The Indian village of Deorala in Rajasthan, the northwestern Indian state that borders Pakistan, is neither remote nor feudal in the strictest sense. A tarmac road links the population of 10,000 to neighboring villages and towns, there is running water and electricity, and the villagers have had television for more than twenty years. On September 4, 1987, Deorala found itself in the center of a furor that awoke age-old conflicts in Indian society. Before a crowd of several thousand people, mostly men, a young woman dressed in her bridal finery was burned alive on her husband’s funeral pyre. The apparent revival of an ancient tradition opened old wounds in Indian society and focused world attention on the status and treatment of women in modern India.

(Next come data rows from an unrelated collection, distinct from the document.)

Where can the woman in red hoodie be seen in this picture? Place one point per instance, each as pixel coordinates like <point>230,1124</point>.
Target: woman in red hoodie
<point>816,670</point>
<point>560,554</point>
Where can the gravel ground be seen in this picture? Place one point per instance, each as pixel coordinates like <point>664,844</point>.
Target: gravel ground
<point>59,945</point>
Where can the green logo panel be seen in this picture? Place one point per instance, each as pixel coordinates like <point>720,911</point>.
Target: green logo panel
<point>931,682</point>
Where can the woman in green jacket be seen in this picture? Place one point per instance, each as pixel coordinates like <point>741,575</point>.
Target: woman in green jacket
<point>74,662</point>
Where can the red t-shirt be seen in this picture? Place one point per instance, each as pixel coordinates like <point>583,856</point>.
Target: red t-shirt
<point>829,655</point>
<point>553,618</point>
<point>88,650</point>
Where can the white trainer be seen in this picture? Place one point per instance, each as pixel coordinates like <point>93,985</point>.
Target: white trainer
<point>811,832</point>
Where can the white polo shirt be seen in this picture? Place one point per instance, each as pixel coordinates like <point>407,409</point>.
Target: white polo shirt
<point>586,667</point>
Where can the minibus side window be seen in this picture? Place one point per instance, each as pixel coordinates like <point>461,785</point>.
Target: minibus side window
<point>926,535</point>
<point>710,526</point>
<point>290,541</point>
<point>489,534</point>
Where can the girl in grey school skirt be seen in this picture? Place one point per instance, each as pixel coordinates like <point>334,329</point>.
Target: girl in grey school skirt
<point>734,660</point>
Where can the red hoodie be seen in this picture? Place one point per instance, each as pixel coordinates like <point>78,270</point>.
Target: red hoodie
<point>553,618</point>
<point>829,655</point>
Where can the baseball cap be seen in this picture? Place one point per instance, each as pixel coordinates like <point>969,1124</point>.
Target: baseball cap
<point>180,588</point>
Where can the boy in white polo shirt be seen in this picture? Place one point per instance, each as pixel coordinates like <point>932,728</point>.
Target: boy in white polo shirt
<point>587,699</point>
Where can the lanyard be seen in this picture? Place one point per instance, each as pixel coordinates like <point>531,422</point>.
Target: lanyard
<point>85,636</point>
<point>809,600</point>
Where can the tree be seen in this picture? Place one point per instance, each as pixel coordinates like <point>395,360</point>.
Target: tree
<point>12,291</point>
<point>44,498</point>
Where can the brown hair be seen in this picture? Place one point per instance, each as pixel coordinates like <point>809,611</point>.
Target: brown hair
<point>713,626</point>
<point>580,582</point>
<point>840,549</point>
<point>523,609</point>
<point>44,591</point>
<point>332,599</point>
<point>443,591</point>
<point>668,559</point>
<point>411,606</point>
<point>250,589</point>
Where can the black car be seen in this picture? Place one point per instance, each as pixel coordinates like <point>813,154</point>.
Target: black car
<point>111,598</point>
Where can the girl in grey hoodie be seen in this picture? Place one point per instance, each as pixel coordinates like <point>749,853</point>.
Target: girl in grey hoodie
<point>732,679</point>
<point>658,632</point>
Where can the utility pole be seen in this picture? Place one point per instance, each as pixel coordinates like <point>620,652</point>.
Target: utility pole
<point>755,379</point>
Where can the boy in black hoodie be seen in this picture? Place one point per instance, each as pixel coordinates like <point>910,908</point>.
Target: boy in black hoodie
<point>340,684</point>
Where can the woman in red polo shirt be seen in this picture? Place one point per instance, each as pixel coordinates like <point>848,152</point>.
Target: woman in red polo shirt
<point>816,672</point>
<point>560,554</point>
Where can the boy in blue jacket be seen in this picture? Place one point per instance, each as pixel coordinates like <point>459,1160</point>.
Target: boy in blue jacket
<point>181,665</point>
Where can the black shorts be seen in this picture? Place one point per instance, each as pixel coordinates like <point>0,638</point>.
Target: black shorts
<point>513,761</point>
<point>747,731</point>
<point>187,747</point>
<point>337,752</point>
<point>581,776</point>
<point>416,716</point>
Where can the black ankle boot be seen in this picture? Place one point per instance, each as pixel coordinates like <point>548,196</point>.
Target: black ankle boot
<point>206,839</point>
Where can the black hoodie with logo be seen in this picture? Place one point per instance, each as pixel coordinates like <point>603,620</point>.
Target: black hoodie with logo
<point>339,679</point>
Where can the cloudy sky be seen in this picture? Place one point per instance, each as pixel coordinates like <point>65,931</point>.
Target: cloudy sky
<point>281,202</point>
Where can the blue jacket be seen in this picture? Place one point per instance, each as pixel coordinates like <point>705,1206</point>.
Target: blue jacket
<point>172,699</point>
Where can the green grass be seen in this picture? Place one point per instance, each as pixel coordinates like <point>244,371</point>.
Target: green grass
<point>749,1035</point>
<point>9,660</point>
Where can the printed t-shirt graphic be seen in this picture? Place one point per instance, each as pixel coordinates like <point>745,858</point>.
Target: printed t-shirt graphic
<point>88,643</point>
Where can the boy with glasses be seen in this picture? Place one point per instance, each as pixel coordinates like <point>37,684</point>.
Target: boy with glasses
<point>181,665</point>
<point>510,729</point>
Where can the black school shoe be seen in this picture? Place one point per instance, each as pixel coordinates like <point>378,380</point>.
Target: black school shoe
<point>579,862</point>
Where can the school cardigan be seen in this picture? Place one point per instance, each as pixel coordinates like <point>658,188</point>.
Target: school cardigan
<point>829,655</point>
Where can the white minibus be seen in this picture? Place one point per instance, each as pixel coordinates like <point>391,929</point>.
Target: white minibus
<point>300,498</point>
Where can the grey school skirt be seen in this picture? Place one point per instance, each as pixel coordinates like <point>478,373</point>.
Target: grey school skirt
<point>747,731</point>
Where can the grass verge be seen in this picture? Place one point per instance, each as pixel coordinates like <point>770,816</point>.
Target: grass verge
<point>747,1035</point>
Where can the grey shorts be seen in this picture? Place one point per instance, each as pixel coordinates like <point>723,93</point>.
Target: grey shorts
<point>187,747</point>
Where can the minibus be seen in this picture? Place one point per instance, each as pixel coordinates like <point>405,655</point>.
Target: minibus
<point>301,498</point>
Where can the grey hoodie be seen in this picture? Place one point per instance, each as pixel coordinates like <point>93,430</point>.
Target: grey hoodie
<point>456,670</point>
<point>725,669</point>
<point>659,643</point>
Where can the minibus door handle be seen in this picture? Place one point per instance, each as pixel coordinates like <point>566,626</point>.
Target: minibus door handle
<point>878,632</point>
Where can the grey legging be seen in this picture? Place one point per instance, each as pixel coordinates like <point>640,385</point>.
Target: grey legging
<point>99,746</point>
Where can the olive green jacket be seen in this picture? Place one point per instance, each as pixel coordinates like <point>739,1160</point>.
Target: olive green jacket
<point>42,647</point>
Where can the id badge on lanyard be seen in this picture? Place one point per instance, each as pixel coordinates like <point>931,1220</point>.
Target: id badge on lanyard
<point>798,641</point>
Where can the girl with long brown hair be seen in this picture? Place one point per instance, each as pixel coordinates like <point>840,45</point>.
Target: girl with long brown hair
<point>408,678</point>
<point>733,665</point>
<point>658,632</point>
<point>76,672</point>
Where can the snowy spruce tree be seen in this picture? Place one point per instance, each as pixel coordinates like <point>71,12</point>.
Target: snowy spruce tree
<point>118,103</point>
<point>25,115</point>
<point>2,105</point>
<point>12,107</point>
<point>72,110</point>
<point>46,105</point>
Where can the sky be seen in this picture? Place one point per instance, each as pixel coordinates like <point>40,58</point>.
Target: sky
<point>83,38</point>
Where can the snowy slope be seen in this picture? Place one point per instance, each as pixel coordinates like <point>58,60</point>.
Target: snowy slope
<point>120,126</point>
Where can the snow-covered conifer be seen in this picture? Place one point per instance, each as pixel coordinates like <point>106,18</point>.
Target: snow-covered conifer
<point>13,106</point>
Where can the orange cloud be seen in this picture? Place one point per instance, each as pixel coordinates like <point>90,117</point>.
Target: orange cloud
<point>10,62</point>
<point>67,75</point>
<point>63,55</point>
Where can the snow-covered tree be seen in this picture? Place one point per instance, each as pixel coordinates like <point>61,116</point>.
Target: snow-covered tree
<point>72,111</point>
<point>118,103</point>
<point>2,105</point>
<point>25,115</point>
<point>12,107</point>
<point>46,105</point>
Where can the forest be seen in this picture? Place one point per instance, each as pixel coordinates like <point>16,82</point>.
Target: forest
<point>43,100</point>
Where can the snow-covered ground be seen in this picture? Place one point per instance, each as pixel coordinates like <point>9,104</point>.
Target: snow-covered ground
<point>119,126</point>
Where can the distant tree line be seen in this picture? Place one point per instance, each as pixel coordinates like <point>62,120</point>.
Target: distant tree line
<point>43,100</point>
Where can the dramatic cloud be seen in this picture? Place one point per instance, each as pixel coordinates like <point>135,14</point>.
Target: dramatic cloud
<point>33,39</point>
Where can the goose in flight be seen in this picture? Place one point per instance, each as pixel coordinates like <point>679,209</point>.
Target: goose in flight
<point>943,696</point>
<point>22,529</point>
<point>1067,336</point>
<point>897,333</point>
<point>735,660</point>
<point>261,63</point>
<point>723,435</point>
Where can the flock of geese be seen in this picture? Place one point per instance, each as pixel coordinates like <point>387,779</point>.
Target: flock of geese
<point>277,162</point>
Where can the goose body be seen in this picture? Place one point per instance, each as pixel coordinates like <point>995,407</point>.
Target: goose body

The ancient practice of sati — the self-immolation of a woman on her husband’s funeral pyre — was outlawed by the British administration in India in 1829, and sati was widely believed to have died out. The fate of 18-year-old Roop Kanwar changed that perception. Mala Sen explores the reality of life and death for women in modern India in a study that is both illuminating and terrifying. The book is part journey through the India that the author knows and loves, and part exploration of the enigma that India still remains in the minds of many. Starting with Kanwar, Sen enters the worlds of three women: a goddess, a burned bride, and a woman accused of killing her daughter, and shows how, in this society in which ancient and modern apparently co-exist comfortably, there is increasingly cause for real alarm. She creates an image of a state in which political turmoil is constantly at the surface, and in which the role of women is constantly being redefined.